I am trying to restore database dump created on PostgreSQL 9.5.16 to

PostgreSQL 10.7 and it is taking a lot of time to restore. Restoring

the same dump to 9.5 doesn't take that much. So I am wondering what

could be reason behind this slowness.

Some numbers to show how slow it is:

Small tables (<500MB):

  - 9.5 to 9.5 took 1m4.110s

  - 9.5 to 10 took 1m4.575s

Medium tables (500MB to 5GB):

  - 9.5 to 9.5 took 6m53.132s

  - 9.5 to 10 took 6m0.998s

Large tables (5GB+):

  - 9.5 to 9.5 took 131m35.106s

  - 9.5 to 10 took 831m25.539s

Underlying hardware and OS used in both cases are exactly the same.

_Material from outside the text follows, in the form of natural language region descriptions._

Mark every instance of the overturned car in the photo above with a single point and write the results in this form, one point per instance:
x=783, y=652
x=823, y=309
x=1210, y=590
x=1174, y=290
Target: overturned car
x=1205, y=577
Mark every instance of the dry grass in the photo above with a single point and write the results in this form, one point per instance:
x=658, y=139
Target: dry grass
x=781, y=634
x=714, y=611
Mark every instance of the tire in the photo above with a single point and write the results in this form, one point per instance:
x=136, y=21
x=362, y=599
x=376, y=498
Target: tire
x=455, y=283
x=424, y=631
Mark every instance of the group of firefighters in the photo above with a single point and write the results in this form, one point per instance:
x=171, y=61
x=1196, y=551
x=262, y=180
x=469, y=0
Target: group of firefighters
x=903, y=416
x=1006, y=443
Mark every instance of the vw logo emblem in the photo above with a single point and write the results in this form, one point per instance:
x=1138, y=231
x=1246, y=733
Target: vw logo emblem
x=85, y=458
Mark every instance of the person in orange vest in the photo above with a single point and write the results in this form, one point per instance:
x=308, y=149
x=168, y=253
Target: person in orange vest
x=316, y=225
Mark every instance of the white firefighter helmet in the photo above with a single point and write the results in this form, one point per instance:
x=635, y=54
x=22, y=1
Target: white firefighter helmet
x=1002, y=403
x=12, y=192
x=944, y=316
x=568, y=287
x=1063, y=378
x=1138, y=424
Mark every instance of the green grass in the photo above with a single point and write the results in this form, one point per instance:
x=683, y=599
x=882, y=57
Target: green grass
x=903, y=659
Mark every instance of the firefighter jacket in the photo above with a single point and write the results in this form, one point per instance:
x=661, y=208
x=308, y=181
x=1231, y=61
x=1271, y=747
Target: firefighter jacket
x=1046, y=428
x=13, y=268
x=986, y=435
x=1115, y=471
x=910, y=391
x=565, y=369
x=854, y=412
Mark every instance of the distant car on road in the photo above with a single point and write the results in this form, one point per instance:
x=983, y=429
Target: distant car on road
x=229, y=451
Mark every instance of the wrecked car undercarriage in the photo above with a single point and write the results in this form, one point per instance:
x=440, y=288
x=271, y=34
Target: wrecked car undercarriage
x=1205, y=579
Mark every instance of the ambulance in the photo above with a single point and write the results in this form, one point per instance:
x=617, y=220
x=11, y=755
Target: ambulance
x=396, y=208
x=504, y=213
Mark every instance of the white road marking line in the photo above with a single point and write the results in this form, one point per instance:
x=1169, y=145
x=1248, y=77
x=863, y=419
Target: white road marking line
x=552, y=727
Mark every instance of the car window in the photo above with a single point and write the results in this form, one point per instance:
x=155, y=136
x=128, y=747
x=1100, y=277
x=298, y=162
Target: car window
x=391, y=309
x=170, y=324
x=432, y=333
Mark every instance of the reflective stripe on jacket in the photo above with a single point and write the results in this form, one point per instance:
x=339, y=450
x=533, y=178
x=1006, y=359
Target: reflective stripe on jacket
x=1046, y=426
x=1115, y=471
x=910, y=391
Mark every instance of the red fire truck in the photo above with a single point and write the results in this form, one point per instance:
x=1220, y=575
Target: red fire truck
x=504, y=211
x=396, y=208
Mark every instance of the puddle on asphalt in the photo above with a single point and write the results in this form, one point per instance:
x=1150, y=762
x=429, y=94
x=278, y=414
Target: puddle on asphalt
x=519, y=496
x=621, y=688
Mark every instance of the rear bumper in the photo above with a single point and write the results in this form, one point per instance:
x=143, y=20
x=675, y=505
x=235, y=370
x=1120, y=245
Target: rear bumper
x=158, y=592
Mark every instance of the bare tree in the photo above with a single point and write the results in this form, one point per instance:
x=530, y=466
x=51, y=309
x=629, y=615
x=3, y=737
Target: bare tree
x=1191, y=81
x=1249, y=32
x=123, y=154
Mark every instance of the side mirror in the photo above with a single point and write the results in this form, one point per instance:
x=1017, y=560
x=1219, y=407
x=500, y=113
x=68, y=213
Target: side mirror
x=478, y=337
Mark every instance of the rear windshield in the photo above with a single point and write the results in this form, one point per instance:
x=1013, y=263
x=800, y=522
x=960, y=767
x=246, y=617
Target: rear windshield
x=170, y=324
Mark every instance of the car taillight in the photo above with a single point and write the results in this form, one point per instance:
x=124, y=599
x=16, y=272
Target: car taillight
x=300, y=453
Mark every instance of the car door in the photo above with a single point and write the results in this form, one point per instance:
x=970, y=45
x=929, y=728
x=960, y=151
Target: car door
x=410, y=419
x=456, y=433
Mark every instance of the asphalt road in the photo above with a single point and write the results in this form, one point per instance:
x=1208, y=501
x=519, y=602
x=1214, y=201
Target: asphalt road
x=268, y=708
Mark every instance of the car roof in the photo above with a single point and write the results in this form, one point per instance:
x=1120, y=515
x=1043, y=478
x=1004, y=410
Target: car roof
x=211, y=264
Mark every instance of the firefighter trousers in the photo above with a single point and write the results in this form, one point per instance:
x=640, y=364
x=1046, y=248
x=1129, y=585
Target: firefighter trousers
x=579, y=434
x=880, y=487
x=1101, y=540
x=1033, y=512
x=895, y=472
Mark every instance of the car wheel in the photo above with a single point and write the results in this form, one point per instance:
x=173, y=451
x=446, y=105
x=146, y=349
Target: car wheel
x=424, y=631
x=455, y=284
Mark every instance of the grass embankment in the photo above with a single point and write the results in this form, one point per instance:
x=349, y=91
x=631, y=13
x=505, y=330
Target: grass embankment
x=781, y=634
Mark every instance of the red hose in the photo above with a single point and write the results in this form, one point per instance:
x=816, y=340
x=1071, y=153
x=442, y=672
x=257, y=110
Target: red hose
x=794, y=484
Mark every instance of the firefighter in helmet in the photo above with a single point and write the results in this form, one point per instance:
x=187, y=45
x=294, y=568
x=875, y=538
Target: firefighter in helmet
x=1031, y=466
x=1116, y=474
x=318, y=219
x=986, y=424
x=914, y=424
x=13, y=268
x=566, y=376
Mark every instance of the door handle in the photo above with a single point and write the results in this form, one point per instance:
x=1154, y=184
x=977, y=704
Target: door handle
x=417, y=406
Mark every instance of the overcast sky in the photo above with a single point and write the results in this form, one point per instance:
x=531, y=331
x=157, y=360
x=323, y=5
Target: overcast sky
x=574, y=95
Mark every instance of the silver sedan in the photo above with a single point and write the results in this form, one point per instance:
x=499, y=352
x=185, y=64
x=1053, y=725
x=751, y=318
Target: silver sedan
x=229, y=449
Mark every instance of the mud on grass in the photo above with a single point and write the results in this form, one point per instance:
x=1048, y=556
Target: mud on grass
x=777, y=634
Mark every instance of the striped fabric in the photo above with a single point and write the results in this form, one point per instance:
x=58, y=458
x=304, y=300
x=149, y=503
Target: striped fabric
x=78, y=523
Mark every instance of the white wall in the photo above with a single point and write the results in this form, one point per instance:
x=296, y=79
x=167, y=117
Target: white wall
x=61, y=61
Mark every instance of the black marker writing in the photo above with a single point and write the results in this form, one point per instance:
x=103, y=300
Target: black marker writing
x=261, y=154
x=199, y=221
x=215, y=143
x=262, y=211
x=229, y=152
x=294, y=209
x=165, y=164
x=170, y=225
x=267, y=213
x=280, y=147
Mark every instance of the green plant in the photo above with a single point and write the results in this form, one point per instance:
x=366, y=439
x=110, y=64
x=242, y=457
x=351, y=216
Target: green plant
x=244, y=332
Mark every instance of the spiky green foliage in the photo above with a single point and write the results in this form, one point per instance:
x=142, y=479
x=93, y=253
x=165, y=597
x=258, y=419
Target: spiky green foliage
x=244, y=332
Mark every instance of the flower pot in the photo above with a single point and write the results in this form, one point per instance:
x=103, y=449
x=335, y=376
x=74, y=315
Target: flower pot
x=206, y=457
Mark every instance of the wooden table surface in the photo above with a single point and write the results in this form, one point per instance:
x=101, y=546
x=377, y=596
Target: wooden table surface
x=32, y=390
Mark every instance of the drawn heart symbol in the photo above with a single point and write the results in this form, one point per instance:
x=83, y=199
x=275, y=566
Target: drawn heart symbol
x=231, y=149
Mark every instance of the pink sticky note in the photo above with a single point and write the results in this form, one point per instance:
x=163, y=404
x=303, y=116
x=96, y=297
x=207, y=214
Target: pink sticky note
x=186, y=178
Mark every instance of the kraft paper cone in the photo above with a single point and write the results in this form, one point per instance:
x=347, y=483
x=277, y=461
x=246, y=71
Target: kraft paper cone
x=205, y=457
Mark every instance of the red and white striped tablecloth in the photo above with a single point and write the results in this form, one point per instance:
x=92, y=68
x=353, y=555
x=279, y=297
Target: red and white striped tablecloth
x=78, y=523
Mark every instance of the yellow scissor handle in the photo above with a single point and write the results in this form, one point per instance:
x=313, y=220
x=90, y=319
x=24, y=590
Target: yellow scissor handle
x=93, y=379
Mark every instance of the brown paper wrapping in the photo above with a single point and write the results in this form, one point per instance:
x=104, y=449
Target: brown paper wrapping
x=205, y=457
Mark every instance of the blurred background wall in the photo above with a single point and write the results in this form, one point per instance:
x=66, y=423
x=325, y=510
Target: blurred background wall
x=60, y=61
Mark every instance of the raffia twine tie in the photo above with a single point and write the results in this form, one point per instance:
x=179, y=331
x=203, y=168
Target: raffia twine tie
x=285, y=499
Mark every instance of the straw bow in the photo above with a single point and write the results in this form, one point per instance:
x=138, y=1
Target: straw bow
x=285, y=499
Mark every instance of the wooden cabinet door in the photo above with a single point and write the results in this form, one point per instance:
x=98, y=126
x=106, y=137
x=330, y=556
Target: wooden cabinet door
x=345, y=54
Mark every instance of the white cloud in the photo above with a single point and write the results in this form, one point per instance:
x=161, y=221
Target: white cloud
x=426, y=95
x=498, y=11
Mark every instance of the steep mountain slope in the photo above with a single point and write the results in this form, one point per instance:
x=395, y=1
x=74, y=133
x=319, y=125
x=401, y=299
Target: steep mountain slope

  Thinking that there could be data format difference between Postgres

9.5 and 10 and that could be the reason to this slowness, I tried

dumping from Postgres 10 and restoring it on Postgres 10, but that is

also super slow.

Here are some numbers of that:

Small tables (<500MB):

  - 10 to 10 took 0m51.248s

Medium tables (500MB to 5GB):

  - 10 to 10 took 5m40.224s

Large tables (5GB+):

  - 10 to 10 took 832m36.850s

Restore commands

The commands I am using to restore:

  pg_restore -v -F d -n public -U <user> -d <database> -h localhost -j

4 --disable-triggers -e -L <file with table names>

/var/lib/pgsql/20190425/pg_dump_data

The hardware I am running on:

CPU: Intel(R) Xeon(R) CPU E5-2686 v4 @ 2.30GHz (2 cores)

Memory: 16GB

HDD: nvme 300GB

FS: ext4

Postgres configuration that I have on this setup:

    shared_buffers = 128MB

    work_mem             = 1MB

    maintenance_work_mem = 16MB

    dynamic_shared_memory_type = posix

    huge_pages     = try

    vacuum_cost_page_hit   = 1

    vacuum_cost_page_miss  = 10

    vacuum_cost_page_dirty = 20

    bgwriter_lru_maxpages   = 100

    full_page_writes = on

    seq_page_cost        = 1.0

    random_page_cost     = 4.0

    wal_level = minimal

    wal_sync_method = fsync

    wal_log_hints    = off

    wal_buffers      = -1

    wal_writer_delay = 200ms

    min_wal_size                 = 1GB

    max_wal_size                 = 80GB

    max_wal_senders    = 0

    wal_keep_segments  = 0

    wal_sender_timeout = 60s

    wal_receiver_status_interval = 10s

    wal_receiver_timeout = 60s

    autovacuum = on

    log_autovacuum_min_duration = -1

    autovacuum_max_workers = 3

    autovacuum_naptime = 1min

    autovacuum_vacuum_threshold = 50

    autovacuum_analyze_threshold = 50

    autovacuum_vacuum_scale_factor = 0.2

    autovacuum_analyze_scale_factor = 0.1

    autovacuum_freeze_max_age = 200000000

    autovacuum_multixact_freeze_max_age = 400000000

    autovacuum_vacuum_cost_delay = 20ms

    autovacuum_vacuum_cost_limit = -1

Some more things observed:

* Running strace on Postgres process showed continuous stream of

lseek/read/write calls and it also showed bunch of futex wait and

resume calls. These futex calls are not easily seen on Postgres 9.5

* Looking at pg_stat_activity table showed WALWriteLock under

wait_event column. It used to change but could see this coming up very

frequently.

Thanks,

Siddharth Karandikar

PS: I had posted this on stackoverflow, but didn't get lot of

attention there. So posting it here. Don't know if thats considered

cross-posting. But if thats the case, I would keep that in mind and

avoid it in future.